Given the scope of this problem, you would think that CHEA and other organizations, such as state education agencies, would provide a constantly updated list of phony schools. They don’t for two reasons: the list changes constantly, and they don’t want the legal hassle.

You should always look for evidence of accreditation by one of the six regional accrediting agencies. If it’s not there, the degree is very likely going to be a problem for employers and useless if you want to apply for graduate study at a regionally accredited college or university.

Unaccredited schools often provide an impressive list of other credentials. Often that list includes approval by a state post-secondary licensing agency. Or a state or city business license. A state license to operate a school is not the same as regional accreditation. This has been a sore issue for decades, because many states have very elementary systems for issuing special business licenses to schools, and those schools sometimes try to pass off that business license as an accreditation. Universities that prey on foreign students are particularly adept at this maneuver.

Why does this matter?

You may be inclined to raise philosophical questions about what constitutes a good education and why certain organizations, with the approval of CHEA, which is approved by the federal government, can rule the roost.

In the end, if you care about education, you can educate yourself. So it should be possible for you to get a good education at any school that actually offers courses that are taught by people with good educations themselves.

College accreditation procedures guarantee that a school has adequate resources and faculty to deliver good courses.
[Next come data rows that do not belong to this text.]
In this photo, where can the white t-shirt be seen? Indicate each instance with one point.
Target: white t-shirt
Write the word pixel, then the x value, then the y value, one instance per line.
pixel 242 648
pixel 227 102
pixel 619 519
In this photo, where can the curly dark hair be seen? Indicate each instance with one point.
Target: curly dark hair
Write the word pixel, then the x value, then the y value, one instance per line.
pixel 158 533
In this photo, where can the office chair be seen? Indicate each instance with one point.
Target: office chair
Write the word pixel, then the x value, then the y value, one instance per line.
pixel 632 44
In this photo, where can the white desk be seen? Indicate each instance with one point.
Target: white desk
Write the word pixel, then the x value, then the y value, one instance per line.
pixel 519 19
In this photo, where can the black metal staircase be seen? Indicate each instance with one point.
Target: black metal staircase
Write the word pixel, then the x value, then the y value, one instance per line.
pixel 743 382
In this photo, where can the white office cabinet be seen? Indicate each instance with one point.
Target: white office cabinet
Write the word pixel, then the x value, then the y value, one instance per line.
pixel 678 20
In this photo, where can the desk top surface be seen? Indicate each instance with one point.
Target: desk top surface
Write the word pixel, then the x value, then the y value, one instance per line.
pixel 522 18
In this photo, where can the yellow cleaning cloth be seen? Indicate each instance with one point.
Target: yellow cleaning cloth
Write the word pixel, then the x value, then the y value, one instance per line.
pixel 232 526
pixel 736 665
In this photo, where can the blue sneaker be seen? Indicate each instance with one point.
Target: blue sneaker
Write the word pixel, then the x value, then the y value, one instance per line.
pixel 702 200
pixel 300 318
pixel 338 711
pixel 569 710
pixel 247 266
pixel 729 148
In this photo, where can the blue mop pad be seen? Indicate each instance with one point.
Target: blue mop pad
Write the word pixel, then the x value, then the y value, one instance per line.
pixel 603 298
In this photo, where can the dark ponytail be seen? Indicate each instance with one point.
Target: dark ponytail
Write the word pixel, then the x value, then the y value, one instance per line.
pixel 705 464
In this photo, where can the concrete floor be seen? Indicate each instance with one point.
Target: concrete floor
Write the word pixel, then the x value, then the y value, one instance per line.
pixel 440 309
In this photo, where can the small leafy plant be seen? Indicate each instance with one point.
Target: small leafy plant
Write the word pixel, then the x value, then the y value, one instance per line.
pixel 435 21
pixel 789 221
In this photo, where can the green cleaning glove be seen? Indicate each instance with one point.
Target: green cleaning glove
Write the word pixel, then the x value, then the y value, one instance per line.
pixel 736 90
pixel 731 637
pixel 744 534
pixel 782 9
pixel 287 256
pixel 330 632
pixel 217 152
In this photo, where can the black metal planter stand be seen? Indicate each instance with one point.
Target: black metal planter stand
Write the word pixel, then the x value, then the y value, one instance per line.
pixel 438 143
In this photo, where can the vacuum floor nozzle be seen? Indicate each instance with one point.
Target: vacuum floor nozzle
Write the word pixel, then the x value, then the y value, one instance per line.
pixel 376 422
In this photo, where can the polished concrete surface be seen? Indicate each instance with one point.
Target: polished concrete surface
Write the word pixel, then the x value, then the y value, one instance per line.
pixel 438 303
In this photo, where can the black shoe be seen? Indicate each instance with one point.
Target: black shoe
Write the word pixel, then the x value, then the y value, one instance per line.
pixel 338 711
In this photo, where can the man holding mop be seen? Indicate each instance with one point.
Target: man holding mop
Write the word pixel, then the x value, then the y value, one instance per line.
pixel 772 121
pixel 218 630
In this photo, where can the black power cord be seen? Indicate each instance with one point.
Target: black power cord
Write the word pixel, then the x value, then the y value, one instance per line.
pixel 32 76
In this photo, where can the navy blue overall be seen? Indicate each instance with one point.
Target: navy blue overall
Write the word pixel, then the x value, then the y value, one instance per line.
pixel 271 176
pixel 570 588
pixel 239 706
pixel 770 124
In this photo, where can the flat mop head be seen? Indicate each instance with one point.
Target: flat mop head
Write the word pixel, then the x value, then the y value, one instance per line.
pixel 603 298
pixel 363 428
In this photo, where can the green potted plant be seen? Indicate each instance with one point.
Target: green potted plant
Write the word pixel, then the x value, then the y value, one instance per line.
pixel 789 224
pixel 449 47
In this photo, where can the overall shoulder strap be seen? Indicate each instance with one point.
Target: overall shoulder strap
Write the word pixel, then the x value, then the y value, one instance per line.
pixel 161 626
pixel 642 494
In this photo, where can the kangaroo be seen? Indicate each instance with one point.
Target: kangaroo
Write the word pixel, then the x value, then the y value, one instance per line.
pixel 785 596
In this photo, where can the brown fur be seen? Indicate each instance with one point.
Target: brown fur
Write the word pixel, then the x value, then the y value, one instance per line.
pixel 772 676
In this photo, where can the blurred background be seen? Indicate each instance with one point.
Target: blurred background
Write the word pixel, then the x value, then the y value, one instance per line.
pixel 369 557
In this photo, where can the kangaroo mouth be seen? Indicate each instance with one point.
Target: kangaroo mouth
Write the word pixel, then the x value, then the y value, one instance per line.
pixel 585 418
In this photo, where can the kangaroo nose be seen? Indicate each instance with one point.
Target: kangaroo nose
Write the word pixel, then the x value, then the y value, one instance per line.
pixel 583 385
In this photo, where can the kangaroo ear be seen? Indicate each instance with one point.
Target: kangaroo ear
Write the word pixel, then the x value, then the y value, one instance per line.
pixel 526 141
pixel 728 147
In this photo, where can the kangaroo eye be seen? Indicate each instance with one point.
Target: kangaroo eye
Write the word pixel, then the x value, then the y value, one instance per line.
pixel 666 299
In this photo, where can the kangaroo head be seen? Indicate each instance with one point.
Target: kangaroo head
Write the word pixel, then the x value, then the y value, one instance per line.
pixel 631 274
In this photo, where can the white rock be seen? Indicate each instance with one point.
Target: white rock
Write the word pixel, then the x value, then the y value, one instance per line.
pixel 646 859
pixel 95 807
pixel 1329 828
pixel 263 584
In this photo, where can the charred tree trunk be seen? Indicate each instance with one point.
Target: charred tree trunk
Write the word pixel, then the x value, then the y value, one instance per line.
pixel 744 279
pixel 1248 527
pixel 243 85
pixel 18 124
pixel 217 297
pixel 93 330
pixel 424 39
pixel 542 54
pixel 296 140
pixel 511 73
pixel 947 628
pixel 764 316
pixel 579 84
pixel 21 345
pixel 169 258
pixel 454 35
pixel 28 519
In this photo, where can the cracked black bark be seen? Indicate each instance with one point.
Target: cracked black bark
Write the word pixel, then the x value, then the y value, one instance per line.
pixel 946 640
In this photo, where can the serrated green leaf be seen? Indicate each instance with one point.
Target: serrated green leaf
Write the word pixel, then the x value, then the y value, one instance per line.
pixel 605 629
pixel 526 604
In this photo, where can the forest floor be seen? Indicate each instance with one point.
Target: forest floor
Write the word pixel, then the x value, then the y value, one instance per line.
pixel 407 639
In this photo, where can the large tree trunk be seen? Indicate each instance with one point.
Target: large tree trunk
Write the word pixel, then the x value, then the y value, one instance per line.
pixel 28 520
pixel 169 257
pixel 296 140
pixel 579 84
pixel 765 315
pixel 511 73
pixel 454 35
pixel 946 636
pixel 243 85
Or to put it very practically, only those schools that are regionally accredited will give you a diploma that will certainly be recognized by good employers and good graduate schools.

Besides, while there may be new colleges that are striving to become regionally accredited and that are doing very good work indeed, there are also total fakes out there and odd places where everyone on the college faculty has the same last name and they have all earned their degrees at that college.

It doesn’t take long to blow the smoke away and determine whether an online school has regional accreditation. Take the time to investigate and don’t be taken in by substitutes.